Last year, Google seriously stepped up the payouts and categories for its bug bounty programs, and that investment appears to be paying dividends — not just for Google, but for security researchers, too. The company is currently celebrating its most prolific payouts ever for the Vulnerability Reward Program (read: Google's bug bounty), handing out over $6.5 million in rewards. Google claims this is twice as much as the company has ever given out in a previous year — not quite true according to 2018's numbers.

The lion's share of cash was paid in the generic "Google VRP" category, which encompasses most of Google's web services like Search and YouTube, plus things like Google-made apps and the company's first-party hardware. Android, Chrome, and Play Store-related bounty totals consumed most of the remaining balance, helped by the category expansions Google undertook last year.

In addition to increasing payouts in all of its individual programs in 2019, Google expanded each of them significantly. For example, the Google Play bounty program now includes rewards for vulnerabilities found in any third-party apps with 100 million downloads or more, and extra categories were added to the Android program for things like lockscreen bypasses.

Although the maximum possible individual payout sits somewhere around $1-1.5 million (which would be a Pixel Titan M developer preview exploit), the most Google had to pay out for any single reward in the last year was $201,000. In total, it paid out sums to 461 researchers/organizations, with some of those submitting vulnerabilities opting to donate their bounties to charity to the tune of a half-million dollars.

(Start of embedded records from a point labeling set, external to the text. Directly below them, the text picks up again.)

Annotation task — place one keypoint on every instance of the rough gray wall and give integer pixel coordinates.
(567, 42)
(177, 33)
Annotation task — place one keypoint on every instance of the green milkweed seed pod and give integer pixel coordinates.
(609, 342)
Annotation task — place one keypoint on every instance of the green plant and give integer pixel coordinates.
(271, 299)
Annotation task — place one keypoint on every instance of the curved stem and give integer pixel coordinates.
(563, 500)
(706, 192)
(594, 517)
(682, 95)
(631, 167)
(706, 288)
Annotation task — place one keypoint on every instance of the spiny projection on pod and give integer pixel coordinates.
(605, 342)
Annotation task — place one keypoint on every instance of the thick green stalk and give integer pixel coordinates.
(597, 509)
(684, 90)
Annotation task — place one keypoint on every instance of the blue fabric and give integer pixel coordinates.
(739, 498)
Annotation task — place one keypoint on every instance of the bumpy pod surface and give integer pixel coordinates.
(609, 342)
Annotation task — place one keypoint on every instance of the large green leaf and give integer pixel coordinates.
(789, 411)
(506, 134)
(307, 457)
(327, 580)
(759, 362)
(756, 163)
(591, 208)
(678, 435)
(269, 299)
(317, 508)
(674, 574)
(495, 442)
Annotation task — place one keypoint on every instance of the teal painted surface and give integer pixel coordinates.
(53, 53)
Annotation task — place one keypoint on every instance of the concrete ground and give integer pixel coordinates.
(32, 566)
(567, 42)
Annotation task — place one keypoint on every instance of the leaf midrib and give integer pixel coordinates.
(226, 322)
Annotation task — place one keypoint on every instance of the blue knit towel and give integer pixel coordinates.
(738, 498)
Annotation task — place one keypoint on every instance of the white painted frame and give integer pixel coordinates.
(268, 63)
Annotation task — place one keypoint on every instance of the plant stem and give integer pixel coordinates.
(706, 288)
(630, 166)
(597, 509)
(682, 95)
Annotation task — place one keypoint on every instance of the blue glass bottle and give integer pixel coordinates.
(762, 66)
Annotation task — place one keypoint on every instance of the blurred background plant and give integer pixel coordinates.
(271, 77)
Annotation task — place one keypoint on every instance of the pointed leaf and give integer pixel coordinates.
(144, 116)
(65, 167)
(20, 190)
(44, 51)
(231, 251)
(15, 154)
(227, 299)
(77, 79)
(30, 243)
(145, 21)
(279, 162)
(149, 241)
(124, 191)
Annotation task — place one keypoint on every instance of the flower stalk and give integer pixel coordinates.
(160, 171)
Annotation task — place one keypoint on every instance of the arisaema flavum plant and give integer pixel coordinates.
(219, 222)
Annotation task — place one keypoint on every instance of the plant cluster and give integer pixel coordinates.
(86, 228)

2019 marks the company's personal best for these bug bounty payouts, but Google's claim that $6.5 million is "doubling what we’ve ever paid in a single year" isn't quite correct, going by last year's announcement, in which the company claims it paid out $3.4 million for 2018. (Sadly, I don't think there's a bug bounty for Google blog posts.)

Still, Google's increase in payouts has almost doubled the number of researchers it's given money to, significantly increasing participation and, presumably, the security of all its various products and platforms.